August 22, 1975 – September 12, 2021

Ruby Nicole “Colette” dela Cruz was a pastry chef, entrepreneur, and writer. Laguna’s famous Colette’s Buko Pie was named after her by her mother, Atty. Regina Bulatao-dela Cruz.

She was born in Manila to Regina and Plaridel dela Cruz (now a city councilor of San Pablo), who fought against martial law and were both detained, Plaridel for a year. Colette grew up in San Pablo, Laguna.

Colette was attending high school at the University of the Philippines-Los Baños (UPLB) when her parents started the business with P5,000 capital in San Pablo, Laguna. Now, branches of the buko pie chain are scattered along the highways of Tagaytay and Laguna to cater to Manila-bound passengers.

As early as age six, Colette became interested in baking and was taught by her maternal aunt, Socorro Bulatao. Colette loved to read cookbooks: “At seven I already knew what glucose was. I knew what chartreuse was because of the list of food colorings. I read labels, so I knew what maize was and its color.” Her mother then enrolled her in baking lessons when she was in high school.

She earned a degree in food technology from the University of the Philippines Los Baños (UPLB), where she joined the Perspective, the official publication of the University, in 1992. She later became its culture editor and was described as being articulate, especially on women’s issues.

Besides being a writer, she also helped revive the cultural group Tulisanes where she was a guitarist.

Dela Cruz was also a lover of literature; her son Stefano said, “Pinalaki niya ko around books, reading, writing, and the humanities.” In a 2019 interview, she said “I wanted to take my masters in comparative literature, but I really couldn’t do away with food.” So she took a non-degree literature course at UP-Diliman.

Dela Cruz later worked at The Maya Kitchen as a researcher, demonstrator, and writer; trained at the Center for Asian Culinary Studies under Chef Gene Gonzales; and became a pastry chef helper at Sofitel Philippines Plaza Manila.
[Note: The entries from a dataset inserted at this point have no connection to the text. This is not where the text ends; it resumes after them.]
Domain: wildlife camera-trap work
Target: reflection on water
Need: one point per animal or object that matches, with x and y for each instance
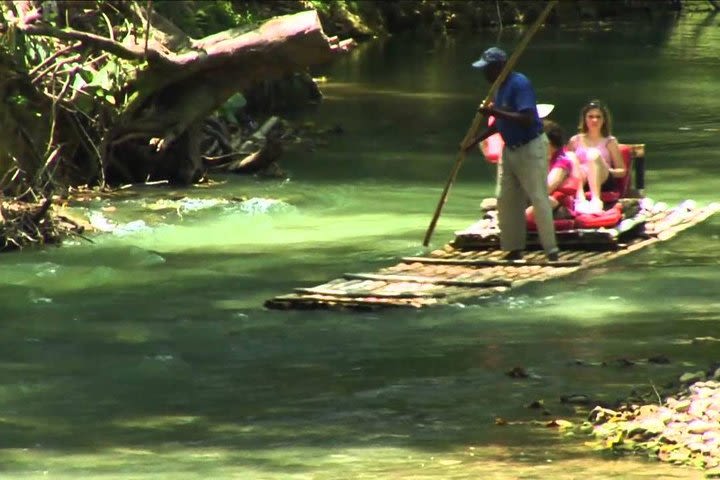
(149, 355)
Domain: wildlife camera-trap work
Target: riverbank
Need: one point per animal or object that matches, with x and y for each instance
(682, 429)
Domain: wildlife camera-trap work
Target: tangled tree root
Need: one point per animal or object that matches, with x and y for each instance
(24, 224)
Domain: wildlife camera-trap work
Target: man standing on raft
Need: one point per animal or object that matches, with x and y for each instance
(524, 157)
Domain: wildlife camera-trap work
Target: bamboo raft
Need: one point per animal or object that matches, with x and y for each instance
(471, 267)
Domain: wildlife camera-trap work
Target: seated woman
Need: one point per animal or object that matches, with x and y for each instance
(598, 155)
(563, 176)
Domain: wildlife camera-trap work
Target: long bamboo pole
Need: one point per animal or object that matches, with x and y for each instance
(509, 65)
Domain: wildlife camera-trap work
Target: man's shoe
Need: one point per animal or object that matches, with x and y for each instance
(513, 255)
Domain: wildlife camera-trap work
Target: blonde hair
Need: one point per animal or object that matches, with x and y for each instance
(606, 128)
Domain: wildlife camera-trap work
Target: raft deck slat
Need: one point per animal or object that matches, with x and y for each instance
(488, 262)
(433, 280)
(471, 267)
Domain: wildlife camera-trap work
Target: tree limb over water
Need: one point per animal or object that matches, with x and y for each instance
(128, 105)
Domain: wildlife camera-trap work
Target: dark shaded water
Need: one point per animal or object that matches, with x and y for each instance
(148, 354)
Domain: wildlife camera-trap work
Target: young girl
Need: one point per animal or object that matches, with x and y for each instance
(598, 155)
(563, 174)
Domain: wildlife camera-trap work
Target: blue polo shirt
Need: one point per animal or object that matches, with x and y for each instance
(516, 94)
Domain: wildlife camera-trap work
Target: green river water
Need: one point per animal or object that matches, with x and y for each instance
(148, 353)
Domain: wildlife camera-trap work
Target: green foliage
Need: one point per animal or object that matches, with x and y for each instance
(200, 18)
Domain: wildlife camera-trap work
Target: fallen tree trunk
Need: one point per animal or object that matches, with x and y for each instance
(156, 126)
She later moved to Boston with a plan to take postgraduate studies in gastronomy, but found the course to be too expensive. She worked at French restaurants Sel de la Terre and L’Espalier, where she honed her culinary skills and discovered the locavore movement. She also worked as a call center agent and an ESL teacher.

In 2016, Dela Cruz returned to the Philippines for good, co-founding Hiraya Bakery that year with Likha Babay. Prior to opening the bakery in Maginhawa Street, Quezon City, she held pop-ups at Casa San Pablo, owned by fellow heritage cuisine advocate An Mercado Alcantara, to showcase her delicious pastries.
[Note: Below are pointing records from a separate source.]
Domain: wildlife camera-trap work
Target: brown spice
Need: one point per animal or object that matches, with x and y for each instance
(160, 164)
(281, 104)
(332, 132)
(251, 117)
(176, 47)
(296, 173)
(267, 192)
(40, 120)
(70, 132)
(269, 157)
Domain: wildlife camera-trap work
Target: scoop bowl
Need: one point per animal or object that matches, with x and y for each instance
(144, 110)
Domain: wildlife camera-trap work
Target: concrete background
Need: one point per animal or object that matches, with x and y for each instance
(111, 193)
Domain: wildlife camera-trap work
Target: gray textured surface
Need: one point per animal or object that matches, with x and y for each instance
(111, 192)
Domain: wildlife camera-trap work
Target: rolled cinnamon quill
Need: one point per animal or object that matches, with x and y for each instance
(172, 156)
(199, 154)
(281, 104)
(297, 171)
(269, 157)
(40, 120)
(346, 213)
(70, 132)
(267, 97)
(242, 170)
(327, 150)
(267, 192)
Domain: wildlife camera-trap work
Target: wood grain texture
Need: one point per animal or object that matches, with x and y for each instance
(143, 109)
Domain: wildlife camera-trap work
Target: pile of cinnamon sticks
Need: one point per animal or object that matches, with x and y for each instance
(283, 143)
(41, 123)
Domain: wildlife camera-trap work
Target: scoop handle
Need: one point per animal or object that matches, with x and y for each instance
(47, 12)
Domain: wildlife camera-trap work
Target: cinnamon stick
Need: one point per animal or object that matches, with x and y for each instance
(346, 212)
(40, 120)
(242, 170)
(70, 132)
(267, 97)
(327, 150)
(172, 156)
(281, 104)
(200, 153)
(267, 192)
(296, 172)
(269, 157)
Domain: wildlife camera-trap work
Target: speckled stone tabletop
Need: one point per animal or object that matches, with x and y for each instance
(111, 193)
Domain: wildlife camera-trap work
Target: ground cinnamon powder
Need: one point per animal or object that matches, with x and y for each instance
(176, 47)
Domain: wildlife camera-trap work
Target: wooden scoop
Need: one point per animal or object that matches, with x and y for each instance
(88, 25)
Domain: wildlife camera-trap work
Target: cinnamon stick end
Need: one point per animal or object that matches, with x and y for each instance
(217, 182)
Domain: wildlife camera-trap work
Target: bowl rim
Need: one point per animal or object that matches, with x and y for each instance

Colette died of COVID-19 at the age of 46 and is survived by her father Plaridel and her three children Stefano Lean, Keziah Benjamin Elijah, and Liz.
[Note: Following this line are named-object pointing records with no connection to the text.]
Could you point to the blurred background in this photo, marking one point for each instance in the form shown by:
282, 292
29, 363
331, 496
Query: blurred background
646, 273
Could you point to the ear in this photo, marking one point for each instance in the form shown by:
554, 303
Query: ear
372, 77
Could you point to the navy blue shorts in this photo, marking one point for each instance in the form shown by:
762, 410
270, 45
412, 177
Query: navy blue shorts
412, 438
Alcantara wrote on Facebook that they had been planning to document and vlog about San Pablo ingredients and food. “We also said we would be fellow writers together, egging each other to get the stories in our hearts written before the freelance writing jobs take up all our energy.”

Her aunt Socorro said Colette “traversed each path with a sense of ease because of her innate talent, strong commitment, and pure passion. To her, it was not a career pursuit, but a channel of her creativity and social commitment.”

Stefano described his mom as his “source of guidance, comfort, and unconditional love”: “How lucky I was to have her as my mother, how she raised me with her love for food and books and music and movies and so many other things, and her values of empathy and kindness and compassion and her dream of establishing a foundation for children, and how she imbued into me the desire for adventure.”